Magnolol inhibited expression of monocyte chemoattractant protein-1 in vascular smooth muscle cells, which contributes to the development of atherosclerosis and re-stenosis.(53) Magnolol also induced apoptosis(53) and inhibited cell viability in TNF-alpha cytokine(54)-stimulated vascular smooth muscle cells. Magnolol's antioxidant activity appears to also play a role in preventing atherosclerotic vascular disease.(55, 56) Antiplatelet activity relaxes vascular smooth muscle by releasing endothelium-derived relaxing factor and inhibiting calcium influx through voltage-gated calcium channels.(57)

Bone metabolism

In vitro data

An ethanolic Magnolia bark extract was observed to inhibit osteoclastogenesis without affecting osteoblast differentiation in vitro.(77)


In vitro and animal data

Honokiol induced apoptosis and inhibited angiogenesis via the Bcl-2 and caspase-3 pathway in ovarian tumor cells.(24) Honokiol increased apoptotic DNA fragmentation in cultured human prostate cancer cells irrespective of their androgen responsiveness or p53 status and inhibited growth of an androgen-independent p53 mutant cell line xenograft in mice without causing weight loss or any other adverse reactions.(25) Magnolol inhibited growth and induced apoptosis, and G1- and G2/M phase cell cycle arrest in human urinary bladder cancer 5637 cells by activating extracellular signaling.(26) Magnolol inhibited growth of human malignant melanoma A375-S2 cells by both the death receptor pathway and the mitochondrial pathway.(27) Honokiol reduced cell survival and inhibited growth in human chondrosarcoma cells, a malignant primary bone tumor.(28) The anticancer activity involves mitochondria dysfunction and induced cell death mediated by increased endoplasmic reticulum stress, eventually resulting in apoptosis. Honokiol induced apoptosis and inhibited HeLa cell proliferation through many proteins and multiple pathways.(29)
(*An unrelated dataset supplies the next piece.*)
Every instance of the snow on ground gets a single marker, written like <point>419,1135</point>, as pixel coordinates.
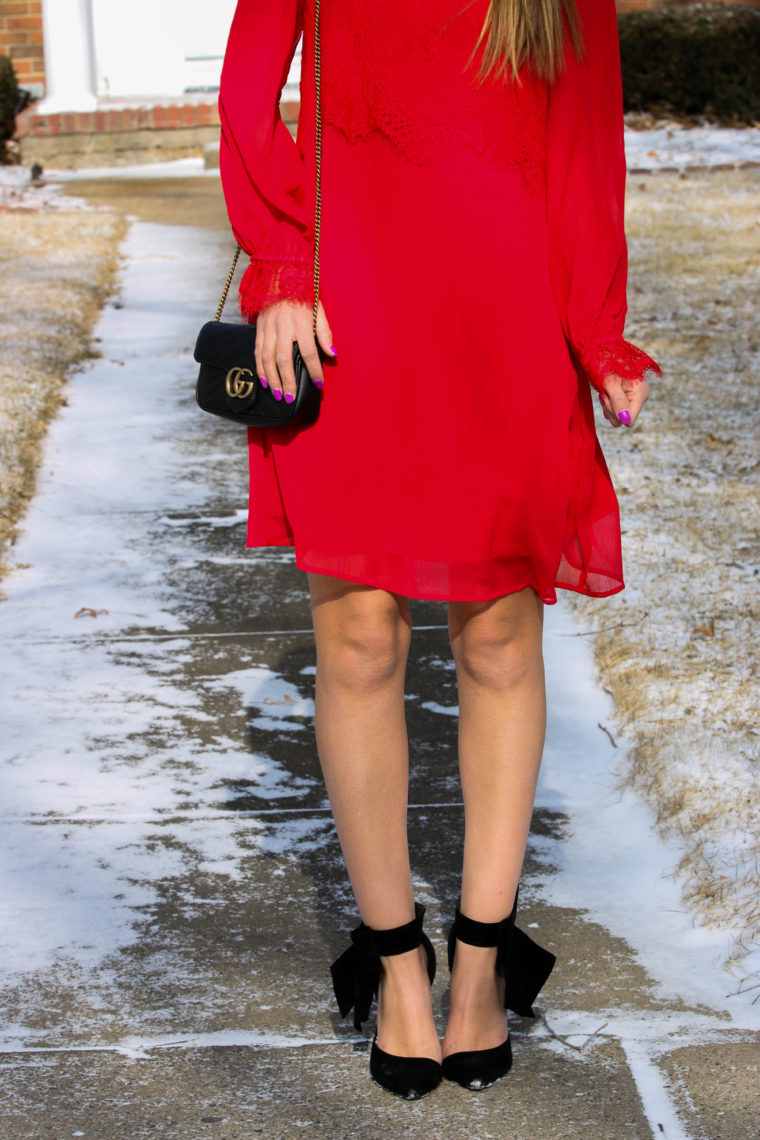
<point>96,732</point>
<point>669,145</point>
<point>679,147</point>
Magnolol induced apoptosis in human lung cancer CH27 cells through activation of signaling pathways responsible for cell death, including regulation of the Bcl-2 family proteins and release of cytochrome c from mitochondria into the cytosol, leading to activation of the caspase cascade.(30)
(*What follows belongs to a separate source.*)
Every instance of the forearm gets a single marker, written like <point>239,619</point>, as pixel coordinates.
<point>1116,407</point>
Magnolol and honokiol exhibited cytostatic rather than cytotoxic effects on HL-60 leukemia cells. Both compounds also enhanced vitamin D3 and all-trans-retinoic acid induced HL-60 leukemic cell differentiation.(31)

Magnolol suppressed growth of cultured human U373 malignant glioblastoma cells by inhibiting DNA synthesis and activating apoptosis. Magnolol is able to cross the blood brain barrier, as documented by pharmacokinetic studies in rats.(32)
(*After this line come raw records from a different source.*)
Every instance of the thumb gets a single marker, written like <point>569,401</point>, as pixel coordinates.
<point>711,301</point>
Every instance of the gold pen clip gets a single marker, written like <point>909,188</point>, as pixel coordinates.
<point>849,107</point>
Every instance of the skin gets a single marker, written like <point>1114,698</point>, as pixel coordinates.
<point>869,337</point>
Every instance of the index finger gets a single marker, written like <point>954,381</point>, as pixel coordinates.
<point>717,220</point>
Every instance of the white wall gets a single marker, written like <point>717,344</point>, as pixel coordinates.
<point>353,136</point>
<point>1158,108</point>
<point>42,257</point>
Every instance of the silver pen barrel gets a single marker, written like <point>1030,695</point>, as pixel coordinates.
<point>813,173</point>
Honokiol alone inhibited the growth of human lung cancer A549 in lung carcinoma models, and when combined with cisplatin, enhanced antitumor efficacy by increasing apoptosis and inhibition of angiogenesis.(33) Honokiol inhibited several human breast cancer cell lines, as well as drug-resistant breast cancer cell lines. The mechanism involved inhibition of cell proliferation, induced cell cycle arrest, and apoptosis. Honokiol also enhanced the proapoptotic activity of lapatinib or rapamycin in her-2 over-expressed or low-expressed breast cancer models.(34)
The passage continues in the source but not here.